Example 2 This example is an example of a reflection intensity measuring method. A probe for film thickness measurement was placed 50 mm above the rotating wafer, and light was applied to the wafer during resist coating to measure the reflection intensity. FIG. 5 shows the change over time in the reflection intensity on the resist-coated substrate during spin rotation. Here, the last valley is C
It was detected as PT. FIG. 6 shows the relationship between CPT and final resist film thickness. The resist used was positive photoresist OFPR-800 (viscosity 20 cp) manufactured by Tokyo Ohka Kogyo Co., Ltd., and the spin rotation speed was 3000 rpm. From this result, it is understood that the final resist film thickness can be predicted by measuring the CPT. Further, it is possible to adjust the film thickness to a desired value by adjusting the rotation speed. 5 in Table 1
The final film thickness obtained when additional rotation was performed at the indicated number of rotations per second was measured. The experimental results are shown in Table 1.

[0014]

[Table 1] Additional rotation speed (rpm) Final film thickness (angstrom) 0 10420 50 50 9797 100 10372 150 10355

[Brief description of drawings]

FIG. 1 is a diagram showing a coating processing flow.

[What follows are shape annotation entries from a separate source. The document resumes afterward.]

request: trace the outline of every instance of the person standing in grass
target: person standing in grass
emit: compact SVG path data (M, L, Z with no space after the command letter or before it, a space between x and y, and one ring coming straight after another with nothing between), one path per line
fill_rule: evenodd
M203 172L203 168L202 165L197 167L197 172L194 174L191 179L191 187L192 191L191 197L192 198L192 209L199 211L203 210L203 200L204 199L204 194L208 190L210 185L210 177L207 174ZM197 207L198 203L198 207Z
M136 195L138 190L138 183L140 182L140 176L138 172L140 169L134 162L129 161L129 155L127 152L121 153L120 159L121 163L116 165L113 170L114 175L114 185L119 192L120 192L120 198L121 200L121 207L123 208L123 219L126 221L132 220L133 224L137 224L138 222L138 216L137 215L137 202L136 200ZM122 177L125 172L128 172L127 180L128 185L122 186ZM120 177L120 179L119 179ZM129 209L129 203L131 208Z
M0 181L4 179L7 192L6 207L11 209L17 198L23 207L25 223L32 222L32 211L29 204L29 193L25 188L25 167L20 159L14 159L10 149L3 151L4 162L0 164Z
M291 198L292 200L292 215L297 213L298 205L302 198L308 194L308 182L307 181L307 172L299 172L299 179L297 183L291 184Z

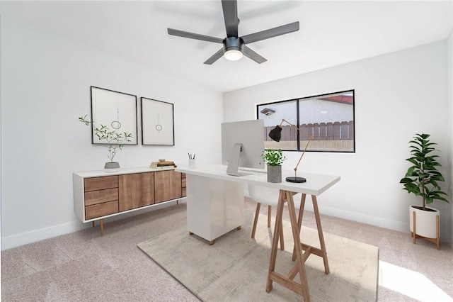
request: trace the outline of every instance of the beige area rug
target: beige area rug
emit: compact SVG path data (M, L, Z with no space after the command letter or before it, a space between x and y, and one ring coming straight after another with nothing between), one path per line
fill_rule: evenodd
M255 240L250 238L253 213L241 230L217 238L213 245L190 235L185 228L139 243L154 261L204 301L303 301L303 297L273 282L265 292L272 234L260 215ZM273 229L274 221L273 220ZM293 244L289 222L284 221L285 250L279 250L275 271L287 275ZM303 227L302 242L319 247L317 231ZM331 272L324 274L322 258L305 262L312 301L375 301L379 250L377 247L324 233ZM299 276L294 281L299 281Z

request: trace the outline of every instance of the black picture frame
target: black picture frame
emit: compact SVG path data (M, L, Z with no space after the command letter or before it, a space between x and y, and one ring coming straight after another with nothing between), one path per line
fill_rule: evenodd
M142 97L141 105L142 144L174 146L173 104Z
M105 125L118 133L132 135L130 142L121 145L138 145L137 96L105 88L90 86L91 99L91 143L106 145L95 135L94 128Z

FIG. 2 is a diagram showing a specific configuration example of an apparatus according to the present invention.

FIG. 3 is a diagram showing a relationship between a substrate rotation speed and a resist film thickness.

FIG. 4 is a diagram showing a relationship between a desired film thickness and an actually measured film thickness in Example 1.

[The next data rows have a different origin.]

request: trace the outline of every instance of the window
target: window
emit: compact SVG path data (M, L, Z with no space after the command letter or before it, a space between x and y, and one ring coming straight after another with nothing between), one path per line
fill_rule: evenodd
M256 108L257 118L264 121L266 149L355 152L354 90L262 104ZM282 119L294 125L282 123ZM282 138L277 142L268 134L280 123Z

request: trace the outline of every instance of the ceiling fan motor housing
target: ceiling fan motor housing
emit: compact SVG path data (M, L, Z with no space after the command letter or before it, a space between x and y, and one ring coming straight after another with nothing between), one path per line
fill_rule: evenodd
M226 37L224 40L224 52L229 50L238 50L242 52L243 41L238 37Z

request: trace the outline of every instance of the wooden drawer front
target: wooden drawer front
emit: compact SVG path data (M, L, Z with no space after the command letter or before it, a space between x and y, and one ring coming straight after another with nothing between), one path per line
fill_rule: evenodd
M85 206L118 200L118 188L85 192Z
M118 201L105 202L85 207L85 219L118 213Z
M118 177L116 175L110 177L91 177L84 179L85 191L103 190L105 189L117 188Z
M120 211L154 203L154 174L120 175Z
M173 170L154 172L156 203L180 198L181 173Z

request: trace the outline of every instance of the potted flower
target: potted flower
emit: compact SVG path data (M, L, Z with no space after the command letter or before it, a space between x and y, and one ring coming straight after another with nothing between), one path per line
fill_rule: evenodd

FIG. 5 is a diagram showing a temporal change in reflection intensity on a resist-coated substrate during spin rotation in Example 2.

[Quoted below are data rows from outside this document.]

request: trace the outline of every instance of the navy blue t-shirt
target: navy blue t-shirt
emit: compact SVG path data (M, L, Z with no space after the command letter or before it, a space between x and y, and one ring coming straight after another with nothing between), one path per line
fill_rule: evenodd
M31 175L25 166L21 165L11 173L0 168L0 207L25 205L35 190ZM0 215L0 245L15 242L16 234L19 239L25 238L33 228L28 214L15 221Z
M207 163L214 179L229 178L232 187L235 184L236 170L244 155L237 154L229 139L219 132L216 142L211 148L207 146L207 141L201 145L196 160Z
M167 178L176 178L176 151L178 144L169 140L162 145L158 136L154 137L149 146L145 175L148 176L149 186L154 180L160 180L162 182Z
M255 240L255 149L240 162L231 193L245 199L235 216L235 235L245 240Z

FIG. 6 is a diagram showing the relationship between CPT and final resist film thickness in Example 2.

[Explanation of symbols]

 1: hot plate bake 2: film thickness measuring device 3: robot arm 4: loader / unloader 5: spinner cup 6: resist dispenser system 1 7: resist dispenser system 2 8: resist dispenser system 3 9: PC, CRT, printer

Claims (4)

[Claims] 1. A film in which a film thickness is measured in real time during a coating process in a resist coating process, and a spin speed or a roll speed is corrected in real time by any one of a reflection intensity measuring method and a real time measuring method. Thickness control method. 2. In the resist coating step, the resist film thickness is measured after baking, and the spin rotation speed or roll rotation speed is inline with respect to the next substrate by any one of the reflection intensity measuring method and the calibration curve method. A film thickness control method for correction. 3. A calibration curve showing a relationship between a spin rotation speed or a rotation speed of a roll and a resist film thickness prepared in advance is corrected based on a result of film thickness measurement, and spin rotation is performed based on the corrected calibration curve. A film thickness control method for controlling the number of rollers or the rotation speed of a roll. 4. A resist coating unit, a bake unit, and a film thickness measuring unit, the film thickness measuring unit comprising:
During the resist coating process in the resist coating unit, and the resist film thickness after baking can be measured, based on the measured film thickness, reflection intensity measurement method, real-time measurement method,
A film thickness control device for controlling the spin rotation speed of a coating unit or the rotation speed of a roll by any of the calibration curve methods.